Monaco remains the most expensive residential location in the world, with one square metre there now worth USD58,300 (Q4 2011), followed by the prime locations in Cap Ferrat, London and Hong Kong.
The Wealth Report 2012 also confirms the relentless shift in wealth distribution towards Asia-Pacific: the region covering China, SE Asia and Japan now has more centa-millionaires (those with over USD100m in assets) than North America or Western Europe.
Emerging economies have continued to build their huge influence on the real estate markets in established locations: wealth flows from developing economies underpinned prices across the leading prime markets in North America and Europe including Miami, Vancouver and London in 2011.
Knight Frank and Citi Private Bank expect further growth in interest in commercial property from HNWIs, forecasting USD74.1bn of private transactions globally in 2012 (a 5% year-on-year increase).
The report also highlights the increasing influence of global wealth flows on prime property and investment markets.
The newly wealthy from the world’s fastest-growing emerging economies rate stability, business transparency and education systems as the most important factors in a global city; prices of luxury housing in locations with this magic formula have been underpinned by their interest.
In Europe, despite the past year’s continental recession, the main luxury market hotspots have remained relatively hot – eight out of 10 top locations in the Knight Frank Prime International Residential Index (PIRI) price rankings are in the UK, France or Switzerland.
Prime property is a key part of portfolios – 2011 saw a global increase in allocation to real estate of 19%; the largest climbers in 2011 popularity for investment were bonds (+65%) and cash (+60%).
According to the report’s unique Attitudes Survey, lifestyle and investment remain the key drivers for luxury second-home purchases, with 16% of all HNWIs surveyed already owning a ski chalet, and 40% a beachfront property.
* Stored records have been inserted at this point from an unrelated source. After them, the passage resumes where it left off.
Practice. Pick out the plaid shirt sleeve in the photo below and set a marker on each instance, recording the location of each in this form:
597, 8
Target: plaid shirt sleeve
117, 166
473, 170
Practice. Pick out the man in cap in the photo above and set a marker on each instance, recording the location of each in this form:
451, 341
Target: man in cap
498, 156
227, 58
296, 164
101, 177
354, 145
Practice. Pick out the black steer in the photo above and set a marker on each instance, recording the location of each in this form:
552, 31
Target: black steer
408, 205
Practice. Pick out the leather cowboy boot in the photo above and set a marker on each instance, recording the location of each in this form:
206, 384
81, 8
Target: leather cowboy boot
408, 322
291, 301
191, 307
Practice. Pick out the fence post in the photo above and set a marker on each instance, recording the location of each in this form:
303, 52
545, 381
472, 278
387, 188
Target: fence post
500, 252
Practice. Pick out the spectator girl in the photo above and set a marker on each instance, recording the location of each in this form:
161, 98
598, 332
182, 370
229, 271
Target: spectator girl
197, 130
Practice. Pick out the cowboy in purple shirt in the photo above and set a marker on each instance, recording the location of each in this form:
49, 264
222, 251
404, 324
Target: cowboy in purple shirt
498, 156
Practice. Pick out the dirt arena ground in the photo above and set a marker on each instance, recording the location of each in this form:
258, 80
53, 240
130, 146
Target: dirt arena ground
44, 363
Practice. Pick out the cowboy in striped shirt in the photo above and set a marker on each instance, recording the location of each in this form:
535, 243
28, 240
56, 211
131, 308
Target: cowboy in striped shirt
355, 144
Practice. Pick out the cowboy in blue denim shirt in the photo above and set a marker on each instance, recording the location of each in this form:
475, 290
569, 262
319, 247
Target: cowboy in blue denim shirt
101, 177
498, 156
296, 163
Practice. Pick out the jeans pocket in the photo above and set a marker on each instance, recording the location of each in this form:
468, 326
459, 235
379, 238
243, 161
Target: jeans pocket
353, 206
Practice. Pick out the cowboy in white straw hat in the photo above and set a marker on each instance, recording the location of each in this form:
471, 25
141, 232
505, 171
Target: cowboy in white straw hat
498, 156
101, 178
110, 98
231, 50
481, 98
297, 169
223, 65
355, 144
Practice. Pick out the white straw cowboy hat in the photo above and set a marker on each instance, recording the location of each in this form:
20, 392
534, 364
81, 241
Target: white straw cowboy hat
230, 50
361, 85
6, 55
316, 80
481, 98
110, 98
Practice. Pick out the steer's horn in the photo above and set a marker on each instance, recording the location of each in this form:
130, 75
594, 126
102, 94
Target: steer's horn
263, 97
The US and UK are the top second-home destinations for the rich.
Andrew Shirley, editor of The Wealth Report says: “This year’s Wealth Report contains even more evidence that the world’s wealthy are weathering the economic slowdown better than the wider population, and nowhere is this better reflected than in prime property markets. Those markets considered ‘safe-haven’ locations continue to attract private investors looking for both prime residential and commercial property. Political and economic uncertainty across the world is only helping to exacerbate the trend.
“But it is not just property where HNWIs from fast-growing economies are making their mark. The Wealth Report’s Attitudes Survey reveals that they are playing an increasingly important role in the worlds of sport, fine art, wine, and philanthropy.”
Luigi Pigorini, CEO Citi Private Bank Europe, Middle East & Africa, says: “Wealthy individuals and families, especially those originating from Europe, the Middle East, Africa and Asia, have become extraordinarily global in nature. Many seek the rule of law and stability that make the UK a top choice for investment. With English a popular second language and a relatively weak pound, the global wealthy have confidently focused their interest on London and the wealth preservation it can afford.
“Investors seeking a more conservative strategy have gravitated toward high-quality properties in central business districts in cities such as Beijing, London, Munich, New York, Paris and Sydney. Conversely, for those willing to accept more risk, high growth markets, such as Asia and Latin America, may be able to generate more attractive returns relative to the US and Europe. Investors must remain cautious as global economic growth will continue to influence all property markets, and investors should measure their yield and return expectations taking growth into account.”